November 27, 2022
The NSW minister for customer service and digital government, Victor Dominello, has moved to limit the amount of data held by the real estate industry. Instead of collecting a trove of information about rental applicants, Dominello has asked whether the Rental Bonds online platform could be used to verify individuals. The growing number of cyber attacks…

The NSW minister for customer service and digital government, Victor Dominello, has moved to limit the amount of data held by the real estate industry.

Instead of collecting a trove of information about rental applicants, Dominello has asked whether the Rental Bonds online platform could be used to verify individuals.

The growing number of cyber attacks on Australian businesses has put real estate data collection practices under the spotlight.

Dominello recently expressed his concern at the sector’s data collection practices.

“You’re asked to hand over a bundle of ID documents and more in your rental application so agents can validate who you say you are – such as your driver’s licence, passport, medicare details, your work history, bank statements, and even your social media profiles,” he said.

Even a holiday home rental, he said, could involve excessive data collection: “Some agencies ask for a range of identity information – more than necessary. You provide them and repeat year after year for other holidays.”

In addition, many real estate franchises are too small to be subject to the Privacy Act.

Dominello said he has kicked off his proposal with a request to NSW Fair Trading.

“I’ve written to NSW Fair Trading Commissioner Natasha Mann to investigate opportunities with key stakeholders on whether we can use the Rental Bonds online platform – to securely collect and validate information from prospective tenants – in a tell us once approach,” Dominello said in a LinkedIn post on Wednesday.

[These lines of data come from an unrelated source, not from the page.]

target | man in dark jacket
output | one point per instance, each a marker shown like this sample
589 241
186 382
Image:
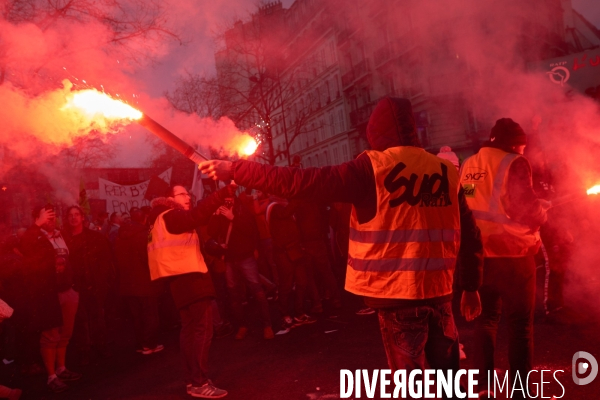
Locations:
174 256
500 192
234 227
52 298
90 259
415 324
312 219
138 291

“This could reduce the oversharing of too much information. It could also reduce the burden on agents and landlords to collect and store personal information.”

In the letter to the fair trading commissioner, Dominello wrote: “I ask that the Rental Bond Board investigate opportunities with key stakeholders to use the Rental Bond Online platform as a one-stop shop to securely collect and validate information supplied by prospective tenants.

“This would help protect tenants and reduce the burden on managing agents and landlords to collect and store this personal information.”